When it comes to mergers the airline industry has a poor track record. All the more remarkable then that not only have Air France and KLM merged, but that by most measures it is proving a success.

The judges of the Airline Strategy Awards have tracked the progress of Air France-KLM since the merger was consummated in May 2004. Every year since then the judges have debated the merits of the move. None have been in any doubt that it is a landmark event, representing the world's first true cross-border merger of two major carriers, which along the way created the world's largest airline group with revenues of €23 billion ($31 billion) for the year to March 2007.

Indeed, the vision of the central figures that forged the deal, Air France's Jean-Cyril Spinetta and KLM's Leo van Wijk, has been constantly praised. But vision alone was not enough to persuade the judges, up until now. "The deal has tremendous potential, but it will take a long time to come through," said a judge in a previous year. "The jury is entirely out," said another. "They have done little in terms of putting the two businesses together."

It was always the intention of Spinetta and van Wijk to take a cautious and conservative approach to the integration of the two businesses. They were only too aware of political and labour sensitivities in Holland. A rushed merger that neutered the KLM brand and Amsterdam Schiphol route network would be a serious own goal.

For Spinetta, speaking to Airline Business in mid-2004, there was real logic to the deal. "Our common target was and is to build up a real European entity. I have always been convinced that there was a contradiction between the European single market and the fragmentation of the European airlines."

The first three years of the merger have been marked by a tight focus on achieving synergies between Air France and KLM, through what they describe as "strict co-ordination" between the two. In-fighting between top managers at each carrier has been avoided by forbidding talk about how the organisation will be structured in the future. "Trust and respect are two words we are hearing a lot," says a senior Air France executive of the working atmosphere between the two managerial teams.

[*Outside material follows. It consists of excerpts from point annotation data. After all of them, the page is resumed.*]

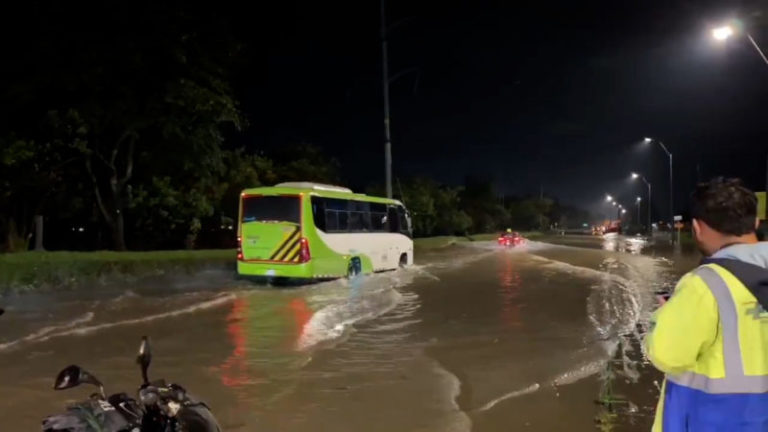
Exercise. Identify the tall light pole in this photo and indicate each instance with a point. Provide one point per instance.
(640, 176)
(671, 187)
(385, 90)
(723, 33)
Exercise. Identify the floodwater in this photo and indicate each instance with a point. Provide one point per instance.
(473, 337)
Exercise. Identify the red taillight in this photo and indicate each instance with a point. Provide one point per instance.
(304, 254)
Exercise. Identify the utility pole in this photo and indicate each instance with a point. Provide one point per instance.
(385, 90)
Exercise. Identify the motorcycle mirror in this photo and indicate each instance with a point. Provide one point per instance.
(144, 358)
(73, 376)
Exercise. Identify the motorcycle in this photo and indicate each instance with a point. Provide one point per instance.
(161, 407)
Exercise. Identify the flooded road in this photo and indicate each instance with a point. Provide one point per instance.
(470, 338)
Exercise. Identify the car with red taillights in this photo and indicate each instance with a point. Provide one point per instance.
(511, 238)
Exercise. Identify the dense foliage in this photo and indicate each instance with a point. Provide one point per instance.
(121, 137)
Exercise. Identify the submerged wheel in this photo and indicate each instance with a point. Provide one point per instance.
(355, 267)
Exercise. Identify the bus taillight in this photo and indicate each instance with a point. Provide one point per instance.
(304, 255)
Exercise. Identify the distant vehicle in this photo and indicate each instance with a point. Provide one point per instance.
(304, 230)
(510, 238)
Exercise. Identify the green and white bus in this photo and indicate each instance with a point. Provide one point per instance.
(314, 231)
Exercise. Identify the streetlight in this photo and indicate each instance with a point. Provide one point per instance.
(722, 33)
(726, 31)
(640, 176)
(671, 193)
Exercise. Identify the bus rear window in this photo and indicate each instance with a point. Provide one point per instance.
(278, 208)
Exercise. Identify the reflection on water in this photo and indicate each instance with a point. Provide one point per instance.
(263, 331)
(619, 243)
(510, 284)
(477, 339)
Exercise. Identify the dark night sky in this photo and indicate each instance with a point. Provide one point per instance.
(557, 95)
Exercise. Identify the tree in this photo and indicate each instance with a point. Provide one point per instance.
(33, 171)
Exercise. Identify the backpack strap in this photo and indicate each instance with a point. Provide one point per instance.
(754, 277)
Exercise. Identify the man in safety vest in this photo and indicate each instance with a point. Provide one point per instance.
(711, 337)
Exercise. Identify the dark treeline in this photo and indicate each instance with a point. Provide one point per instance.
(120, 135)
(476, 207)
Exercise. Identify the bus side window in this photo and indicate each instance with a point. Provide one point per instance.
(331, 221)
(379, 222)
(405, 221)
(318, 212)
(343, 221)
(393, 219)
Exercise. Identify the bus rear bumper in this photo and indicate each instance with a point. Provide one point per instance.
(261, 271)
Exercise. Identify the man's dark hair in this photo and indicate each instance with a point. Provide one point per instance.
(726, 206)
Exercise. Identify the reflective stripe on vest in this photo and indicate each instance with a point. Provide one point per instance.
(735, 380)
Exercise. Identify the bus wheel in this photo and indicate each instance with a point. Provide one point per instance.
(355, 267)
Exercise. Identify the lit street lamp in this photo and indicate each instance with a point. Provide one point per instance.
(640, 176)
(721, 34)
(724, 32)
(671, 193)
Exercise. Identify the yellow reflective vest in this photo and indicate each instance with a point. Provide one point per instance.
(711, 341)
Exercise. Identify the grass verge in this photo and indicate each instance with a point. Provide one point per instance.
(35, 270)
(61, 269)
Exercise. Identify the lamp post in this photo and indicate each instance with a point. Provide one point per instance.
(671, 188)
(726, 31)
(385, 91)
(723, 33)
(640, 176)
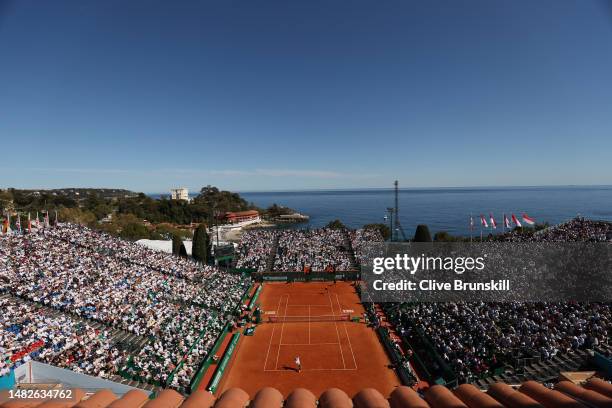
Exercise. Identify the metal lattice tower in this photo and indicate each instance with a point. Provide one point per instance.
(398, 227)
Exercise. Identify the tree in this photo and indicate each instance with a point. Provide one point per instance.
(422, 234)
(382, 228)
(335, 224)
(176, 244)
(201, 245)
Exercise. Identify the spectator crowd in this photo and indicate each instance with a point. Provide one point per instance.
(178, 305)
(474, 338)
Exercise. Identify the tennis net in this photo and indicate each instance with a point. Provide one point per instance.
(306, 319)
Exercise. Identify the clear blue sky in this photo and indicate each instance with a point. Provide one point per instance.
(260, 95)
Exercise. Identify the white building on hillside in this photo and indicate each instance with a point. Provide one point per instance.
(180, 193)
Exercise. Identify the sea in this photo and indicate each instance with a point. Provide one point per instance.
(442, 209)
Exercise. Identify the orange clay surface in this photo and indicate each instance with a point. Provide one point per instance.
(339, 354)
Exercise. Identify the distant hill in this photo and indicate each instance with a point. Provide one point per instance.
(78, 193)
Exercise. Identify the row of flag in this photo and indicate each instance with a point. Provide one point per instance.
(6, 224)
(508, 222)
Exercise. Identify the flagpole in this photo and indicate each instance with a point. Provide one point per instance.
(471, 227)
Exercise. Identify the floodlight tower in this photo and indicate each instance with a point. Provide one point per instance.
(398, 227)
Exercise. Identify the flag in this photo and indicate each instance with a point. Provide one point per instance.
(483, 221)
(493, 223)
(528, 219)
(506, 221)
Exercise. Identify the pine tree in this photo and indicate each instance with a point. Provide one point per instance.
(176, 244)
(183, 250)
(201, 245)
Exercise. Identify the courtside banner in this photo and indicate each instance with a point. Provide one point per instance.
(488, 272)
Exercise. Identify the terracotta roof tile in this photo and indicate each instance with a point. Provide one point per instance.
(439, 396)
(406, 397)
(335, 398)
(530, 395)
(100, 399)
(131, 399)
(301, 398)
(199, 399)
(547, 397)
(474, 398)
(233, 398)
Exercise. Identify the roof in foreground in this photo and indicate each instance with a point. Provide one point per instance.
(595, 393)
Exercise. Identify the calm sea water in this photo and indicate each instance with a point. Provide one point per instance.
(443, 209)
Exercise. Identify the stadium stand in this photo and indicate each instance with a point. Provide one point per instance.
(111, 308)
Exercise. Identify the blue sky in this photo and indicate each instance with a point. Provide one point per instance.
(271, 95)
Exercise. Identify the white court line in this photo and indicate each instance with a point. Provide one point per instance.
(310, 344)
(347, 336)
(313, 369)
(272, 337)
(282, 329)
(337, 332)
(308, 324)
(294, 305)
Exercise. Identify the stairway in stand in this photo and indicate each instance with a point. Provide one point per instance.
(272, 256)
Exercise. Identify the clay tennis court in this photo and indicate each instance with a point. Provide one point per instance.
(310, 322)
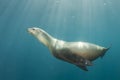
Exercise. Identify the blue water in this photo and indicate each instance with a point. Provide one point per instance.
(22, 57)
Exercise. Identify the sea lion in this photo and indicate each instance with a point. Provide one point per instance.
(80, 54)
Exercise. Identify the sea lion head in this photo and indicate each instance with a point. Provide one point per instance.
(36, 31)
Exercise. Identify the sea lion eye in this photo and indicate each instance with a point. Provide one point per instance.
(33, 29)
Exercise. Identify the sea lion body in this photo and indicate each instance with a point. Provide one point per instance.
(80, 54)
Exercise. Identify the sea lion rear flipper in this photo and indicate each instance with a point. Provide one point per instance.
(104, 51)
(82, 67)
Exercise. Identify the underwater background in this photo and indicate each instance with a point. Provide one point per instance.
(22, 57)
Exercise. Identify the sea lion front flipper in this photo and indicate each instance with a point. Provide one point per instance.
(82, 67)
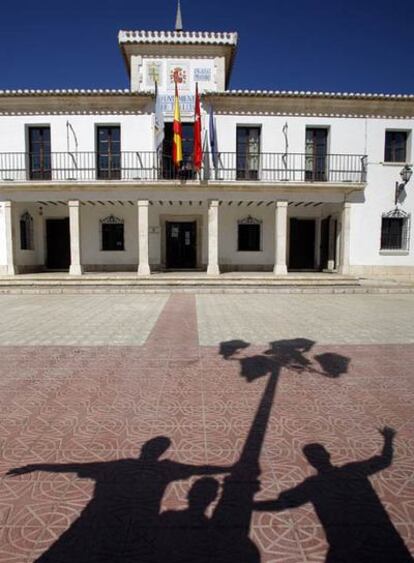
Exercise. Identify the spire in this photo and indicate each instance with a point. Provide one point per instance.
(178, 19)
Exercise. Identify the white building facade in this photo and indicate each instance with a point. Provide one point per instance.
(291, 181)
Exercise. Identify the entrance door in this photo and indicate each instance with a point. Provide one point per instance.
(302, 244)
(181, 244)
(58, 244)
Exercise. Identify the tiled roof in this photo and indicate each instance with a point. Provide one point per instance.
(75, 92)
(308, 94)
(178, 37)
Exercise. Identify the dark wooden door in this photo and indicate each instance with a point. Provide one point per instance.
(58, 244)
(302, 244)
(324, 248)
(181, 245)
(109, 152)
(316, 154)
(40, 166)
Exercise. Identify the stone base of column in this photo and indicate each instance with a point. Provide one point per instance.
(331, 265)
(344, 270)
(213, 270)
(144, 270)
(75, 270)
(280, 270)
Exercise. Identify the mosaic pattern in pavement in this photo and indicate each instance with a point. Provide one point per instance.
(95, 441)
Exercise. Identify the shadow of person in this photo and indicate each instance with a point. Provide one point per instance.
(232, 516)
(120, 521)
(187, 536)
(357, 526)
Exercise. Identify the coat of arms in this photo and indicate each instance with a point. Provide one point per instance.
(178, 74)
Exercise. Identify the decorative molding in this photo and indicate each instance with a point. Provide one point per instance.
(180, 37)
(77, 92)
(396, 213)
(112, 220)
(307, 94)
(249, 220)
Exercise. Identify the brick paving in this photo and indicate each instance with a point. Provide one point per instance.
(97, 439)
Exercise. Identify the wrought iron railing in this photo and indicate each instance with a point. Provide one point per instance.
(153, 166)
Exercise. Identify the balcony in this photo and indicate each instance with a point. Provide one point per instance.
(64, 167)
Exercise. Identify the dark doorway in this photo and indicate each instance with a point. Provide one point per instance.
(181, 244)
(40, 167)
(316, 154)
(58, 244)
(328, 246)
(302, 244)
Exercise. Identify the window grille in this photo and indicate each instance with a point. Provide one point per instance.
(112, 233)
(249, 234)
(395, 230)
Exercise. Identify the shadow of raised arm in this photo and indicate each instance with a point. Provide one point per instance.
(85, 469)
(377, 462)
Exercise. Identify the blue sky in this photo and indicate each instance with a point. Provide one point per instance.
(336, 45)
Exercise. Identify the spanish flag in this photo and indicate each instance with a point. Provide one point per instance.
(177, 132)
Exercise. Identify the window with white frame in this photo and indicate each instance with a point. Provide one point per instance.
(112, 233)
(396, 145)
(249, 234)
(395, 230)
(26, 231)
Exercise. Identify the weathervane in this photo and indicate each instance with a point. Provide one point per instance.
(178, 18)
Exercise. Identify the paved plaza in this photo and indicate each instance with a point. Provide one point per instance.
(206, 428)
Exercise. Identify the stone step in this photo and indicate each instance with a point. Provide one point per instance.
(55, 283)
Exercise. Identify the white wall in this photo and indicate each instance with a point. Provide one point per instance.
(136, 131)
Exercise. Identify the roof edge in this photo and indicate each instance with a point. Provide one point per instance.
(75, 92)
(307, 94)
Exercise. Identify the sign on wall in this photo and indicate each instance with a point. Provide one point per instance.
(202, 74)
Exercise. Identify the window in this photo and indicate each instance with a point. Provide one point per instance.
(39, 156)
(395, 230)
(109, 152)
(316, 149)
(248, 153)
(395, 146)
(249, 235)
(112, 229)
(26, 231)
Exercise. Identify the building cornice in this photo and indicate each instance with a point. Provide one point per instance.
(319, 104)
(178, 37)
(74, 92)
(64, 102)
(307, 94)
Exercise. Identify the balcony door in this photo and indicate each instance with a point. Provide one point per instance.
(316, 154)
(169, 170)
(248, 153)
(40, 167)
(108, 152)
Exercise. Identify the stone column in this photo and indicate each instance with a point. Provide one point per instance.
(331, 244)
(318, 234)
(280, 268)
(143, 261)
(10, 255)
(213, 266)
(75, 238)
(345, 238)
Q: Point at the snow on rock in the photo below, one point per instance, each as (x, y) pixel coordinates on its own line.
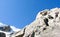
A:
(46, 24)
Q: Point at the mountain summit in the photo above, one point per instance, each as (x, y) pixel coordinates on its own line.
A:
(46, 24)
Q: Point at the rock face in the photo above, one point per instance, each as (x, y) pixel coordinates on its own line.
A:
(46, 24)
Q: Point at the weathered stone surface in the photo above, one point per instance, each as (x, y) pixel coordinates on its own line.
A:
(46, 24)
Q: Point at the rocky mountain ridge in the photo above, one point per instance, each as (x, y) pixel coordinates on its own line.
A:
(46, 24)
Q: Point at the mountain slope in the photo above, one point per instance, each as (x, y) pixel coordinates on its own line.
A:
(46, 24)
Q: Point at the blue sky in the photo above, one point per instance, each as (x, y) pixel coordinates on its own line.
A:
(20, 13)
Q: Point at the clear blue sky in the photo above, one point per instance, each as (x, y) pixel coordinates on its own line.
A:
(19, 13)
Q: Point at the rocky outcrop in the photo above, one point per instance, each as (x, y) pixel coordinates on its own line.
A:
(46, 24)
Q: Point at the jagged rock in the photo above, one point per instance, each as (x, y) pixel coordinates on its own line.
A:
(46, 24)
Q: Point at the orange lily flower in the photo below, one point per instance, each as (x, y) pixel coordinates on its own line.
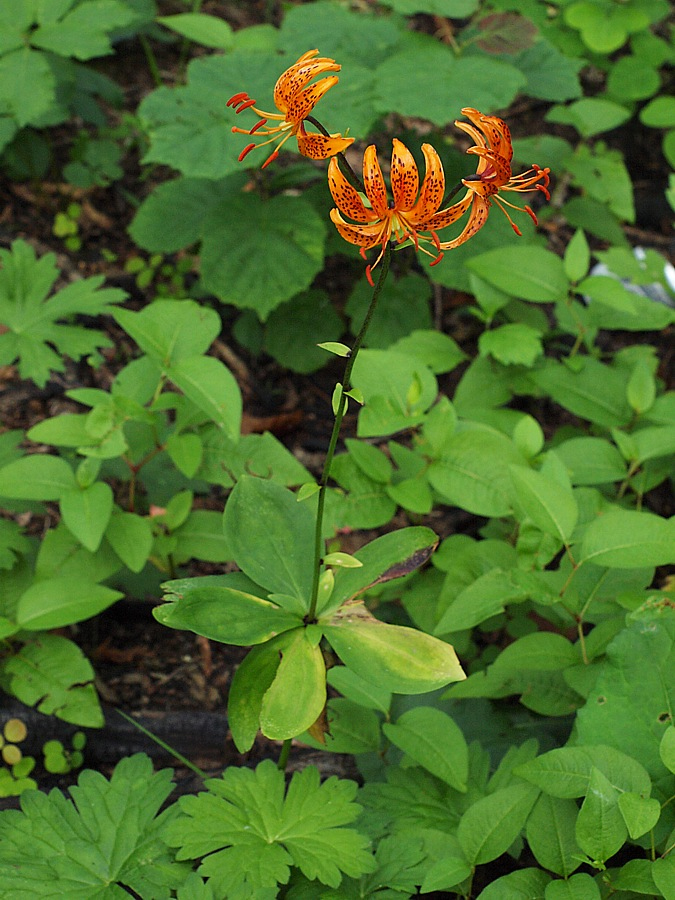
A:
(413, 214)
(295, 101)
(493, 175)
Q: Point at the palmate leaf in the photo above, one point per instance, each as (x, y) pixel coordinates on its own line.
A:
(250, 834)
(34, 331)
(101, 843)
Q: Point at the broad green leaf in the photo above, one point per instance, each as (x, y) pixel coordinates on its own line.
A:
(513, 344)
(83, 31)
(625, 708)
(548, 503)
(36, 477)
(107, 835)
(551, 835)
(60, 601)
(541, 650)
(210, 385)
(275, 248)
(130, 536)
(473, 472)
(625, 539)
(52, 674)
(249, 684)
(201, 537)
(565, 772)
(578, 392)
(490, 825)
(271, 536)
(27, 85)
(600, 828)
(86, 512)
(431, 739)
(157, 229)
(481, 82)
(486, 596)
(639, 813)
(389, 556)
(202, 28)
(222, 614)
(577, 258)
(530, 273)
(396, 658)
(297, 695)
(591, 460)
(248, 830)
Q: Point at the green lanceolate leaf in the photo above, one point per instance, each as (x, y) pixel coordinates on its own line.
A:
(271, 536)
(624, 539)
(221, 613)
(86, 512)
(56, 602)
(391, 556)
(489, 827)
(296, 697)
(398, 659)
(36, 477)
(248, 830)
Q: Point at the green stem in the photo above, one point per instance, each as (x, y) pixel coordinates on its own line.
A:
(339, 415)
(283, 756)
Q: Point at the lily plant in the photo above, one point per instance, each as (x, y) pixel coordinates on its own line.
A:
(299, 608)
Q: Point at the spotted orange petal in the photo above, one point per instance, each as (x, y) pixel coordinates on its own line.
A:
(321, 146)
(346, 198)
(302, 103)
(446, 217)
(297, 76)
(365, 236)
(433, 187)
(496, 131)
(403, 176)
(373, 182)
(479, 212)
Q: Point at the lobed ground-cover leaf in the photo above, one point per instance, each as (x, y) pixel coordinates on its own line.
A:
(98, 845)
(36, 333)
(249, 831)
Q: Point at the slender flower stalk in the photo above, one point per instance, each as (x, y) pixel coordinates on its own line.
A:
(294, 98)
(341, 408)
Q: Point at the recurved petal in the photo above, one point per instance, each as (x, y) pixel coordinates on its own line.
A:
(365, 236)
(373, 182)
(347, 198)
(501, 167)
(405, 182)
(496, 131)
(450, 214)
(297, 76)
(479, 212)
(433, 187)
(302, 103)
(321, 146)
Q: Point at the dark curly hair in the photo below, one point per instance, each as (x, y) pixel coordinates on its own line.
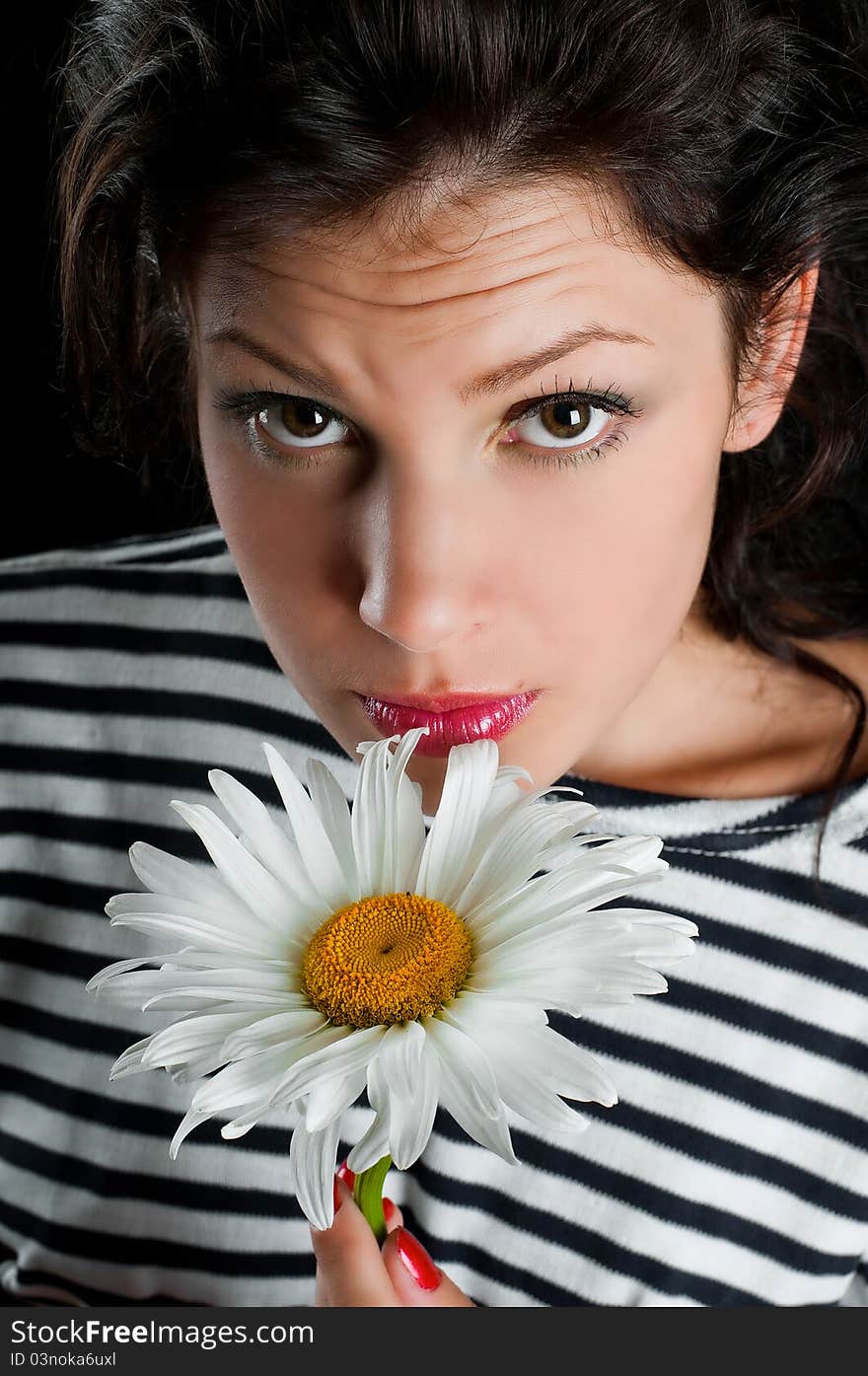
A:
(734, 132)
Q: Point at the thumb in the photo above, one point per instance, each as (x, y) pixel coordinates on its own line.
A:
(414, 1275)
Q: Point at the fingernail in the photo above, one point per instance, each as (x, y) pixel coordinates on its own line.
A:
(347, 1176)
(415, 1260)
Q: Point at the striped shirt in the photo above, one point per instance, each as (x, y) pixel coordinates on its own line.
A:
(734, 1170)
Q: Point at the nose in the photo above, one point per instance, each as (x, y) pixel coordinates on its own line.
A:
(424, 553)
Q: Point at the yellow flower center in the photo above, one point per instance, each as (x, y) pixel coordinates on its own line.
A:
(391, 958)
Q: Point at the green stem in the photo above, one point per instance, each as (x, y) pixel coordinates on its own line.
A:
(368, 1194)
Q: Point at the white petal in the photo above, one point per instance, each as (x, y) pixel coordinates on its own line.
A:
(230, 929)
(515, 852)
(191, 1119)
(129, 1061)
(311, 836)
(254, 884)
(400, 1057)
(579, 888)
(247, 1121)
(191, 1038)
(547, 1057)
(411, 1115)
(277, 1028)
(164, 873)
(329, 1100)
(457, 1100)
(354, 1050)
(375, 1143)
(184, 989)
(452, 841)
(404, 822)
(270, 845)
(369, 811)
(108, 972)
(541, 1107)
(243, 1083)
(313, 1159)
(333, 808)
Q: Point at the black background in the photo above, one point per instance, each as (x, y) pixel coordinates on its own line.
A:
(54, 495)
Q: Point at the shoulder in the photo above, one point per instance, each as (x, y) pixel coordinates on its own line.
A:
(195, 543)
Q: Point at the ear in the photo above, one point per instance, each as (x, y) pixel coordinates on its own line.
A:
(762, 396)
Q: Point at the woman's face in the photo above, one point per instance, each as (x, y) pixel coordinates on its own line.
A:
(403, 526)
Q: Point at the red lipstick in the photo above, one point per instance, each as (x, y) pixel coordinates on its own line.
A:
(453, 720)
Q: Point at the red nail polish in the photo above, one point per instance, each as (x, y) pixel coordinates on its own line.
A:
(415, 1260)
(347, 1176)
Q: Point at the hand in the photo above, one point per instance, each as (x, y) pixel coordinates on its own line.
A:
(354, 1271)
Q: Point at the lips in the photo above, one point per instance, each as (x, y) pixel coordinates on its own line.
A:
(468, 717)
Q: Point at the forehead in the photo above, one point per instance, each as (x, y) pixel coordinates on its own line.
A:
(454, 263)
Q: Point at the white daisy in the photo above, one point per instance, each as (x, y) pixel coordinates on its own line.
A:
(354, 951)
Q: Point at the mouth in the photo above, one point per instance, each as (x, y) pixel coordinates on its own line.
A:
(452, 720)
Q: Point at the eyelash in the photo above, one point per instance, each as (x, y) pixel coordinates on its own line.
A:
(244, 406)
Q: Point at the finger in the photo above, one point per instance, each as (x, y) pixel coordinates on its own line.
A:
(414, 1275)
(394, 1218)
(321, 1295)
(348, 1258)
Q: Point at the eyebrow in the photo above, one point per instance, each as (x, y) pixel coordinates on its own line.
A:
(495, 380)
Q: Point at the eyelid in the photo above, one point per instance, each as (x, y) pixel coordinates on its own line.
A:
(609, 400)
(248, 403)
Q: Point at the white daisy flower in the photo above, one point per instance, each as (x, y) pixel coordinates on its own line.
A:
(355, 951)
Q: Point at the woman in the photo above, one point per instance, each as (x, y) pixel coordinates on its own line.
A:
(523, 350)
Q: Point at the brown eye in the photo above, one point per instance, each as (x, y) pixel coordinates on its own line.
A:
(565, 420)
(299, 422)
(304, 418)
(560, 422)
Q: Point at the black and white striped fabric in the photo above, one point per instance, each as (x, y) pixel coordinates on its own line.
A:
(732, 1171)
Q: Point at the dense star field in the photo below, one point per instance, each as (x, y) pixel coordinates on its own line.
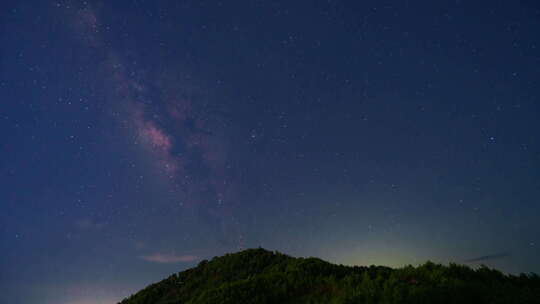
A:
(141, 137)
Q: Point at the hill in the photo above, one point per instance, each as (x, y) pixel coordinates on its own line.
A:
(261, 276)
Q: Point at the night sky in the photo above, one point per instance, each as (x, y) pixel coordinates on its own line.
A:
(140, 137)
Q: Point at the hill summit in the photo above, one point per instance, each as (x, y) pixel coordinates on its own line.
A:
(261, 276)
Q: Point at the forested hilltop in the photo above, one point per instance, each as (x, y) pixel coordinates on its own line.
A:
(261, 276)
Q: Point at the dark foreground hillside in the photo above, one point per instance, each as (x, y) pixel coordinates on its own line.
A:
(260, 276)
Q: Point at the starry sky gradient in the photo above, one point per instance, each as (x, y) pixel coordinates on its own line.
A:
(140, 137)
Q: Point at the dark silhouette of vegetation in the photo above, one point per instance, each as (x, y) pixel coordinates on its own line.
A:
(261, 276)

This work has concentrated on co-­ordinating schedules and route development at the two hubs, Amsterdam and Paris Charles de Gaulle, to create a combined network merging the frequent-flyer programmes merging the commercial teams in the cargo business and at outstations and creating synergies in IT, engineering and maintenance and purchasing.

In a strong growth market, where group revenues grew by 7.6%, Air France-KLM saw its operating profit rise nearly a third to €1.24 billion in the year to March, a margin of 6.3%. For the next three years, as the integration of the business deepens, the targets being set are even more ambitious. There is also a €1.4 billion cost-saving programme being rolled out.

This year the judges chose to recognise the magnitude of the achievement of Spinetta and van Wijk. One judge picked out the excellent working relationship between the two men as a key factor in the merger's success. Another said: "They have done an exceptional job in making the merger happen. It is a remarkable achievement and they will learn how to create performance with this animal."

And the judges are anticipating more progress, noting the merger is still young. As one judge says: "A few years is a heartbeat in the airline industry." Spinetta and van Wijk hope they are putting the roots down for a long lasting legacy.